Since the EnXylaScope project is within its first year, work on these tasks has been initiated and ais ongoing, with major results being generated at a later stage.

• Assay development is ongoing, applying different strategies
• Preparation of biodiversity for screening both by sequence-based approaches as well as functional-approaches has been ongoing since the beginning of the project. To date metagenomic libraries of >40 000 fosmid clones have been constructed, and further samples obtained from enrichment methods are in the process of being subjected to DNA isolation, DNA sequencing and library cloning.
• Both public as well as in-house databases have been subjected to sequence mining, searching for all four enzyme classes, but initially focusing on generating a candidate shortlist for α-1,2-L-arabinofuranosidase enzyme candidates. Post mining analysis involve filtration of hits, extraction of open reading frames (ORFs), multiple sequence alignment (MSA), sequence similarity networks (SSN) and BLASTing. The first candidate shortlist will be presented at month 10 of the project, being channelled into WP3 for gene expression and enzyme characterisation.

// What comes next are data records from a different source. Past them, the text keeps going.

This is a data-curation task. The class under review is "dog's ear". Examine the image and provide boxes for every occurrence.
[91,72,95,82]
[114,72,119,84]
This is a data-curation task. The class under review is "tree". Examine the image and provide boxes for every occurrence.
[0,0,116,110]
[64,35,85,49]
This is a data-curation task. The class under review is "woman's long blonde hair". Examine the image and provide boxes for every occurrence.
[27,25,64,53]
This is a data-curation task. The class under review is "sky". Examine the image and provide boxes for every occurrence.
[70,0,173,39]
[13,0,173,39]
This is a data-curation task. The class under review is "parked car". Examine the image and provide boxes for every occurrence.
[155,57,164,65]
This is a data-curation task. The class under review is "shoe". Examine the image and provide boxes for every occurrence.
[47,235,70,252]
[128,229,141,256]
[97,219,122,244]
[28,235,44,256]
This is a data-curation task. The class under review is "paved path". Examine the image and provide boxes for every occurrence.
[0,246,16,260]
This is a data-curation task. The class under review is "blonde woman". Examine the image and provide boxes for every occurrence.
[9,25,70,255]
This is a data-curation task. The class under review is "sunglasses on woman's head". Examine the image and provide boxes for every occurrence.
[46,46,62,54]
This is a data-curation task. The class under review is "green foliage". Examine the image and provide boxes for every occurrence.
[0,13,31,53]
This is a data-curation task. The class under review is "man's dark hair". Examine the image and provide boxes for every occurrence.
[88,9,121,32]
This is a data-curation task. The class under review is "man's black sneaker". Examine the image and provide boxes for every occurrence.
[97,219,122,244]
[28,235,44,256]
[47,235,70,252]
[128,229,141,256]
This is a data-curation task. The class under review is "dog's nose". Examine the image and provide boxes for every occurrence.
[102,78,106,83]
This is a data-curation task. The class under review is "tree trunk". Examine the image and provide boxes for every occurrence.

  WP2 of EnXylaScope will in the nearest future focus on preparation of biodiversity for screening for new enzymes and continuation of the ongoing sequence mining activities, expanding the searches to more sequence databases as well as create shortlist for all 4 enzyme classes. In addition, high focus will be given to the establishment and, further later into the project, the execution of functional screening for relevant xylan debranching enzymes, whereafter these are transferred into WP3 for production and characterisation.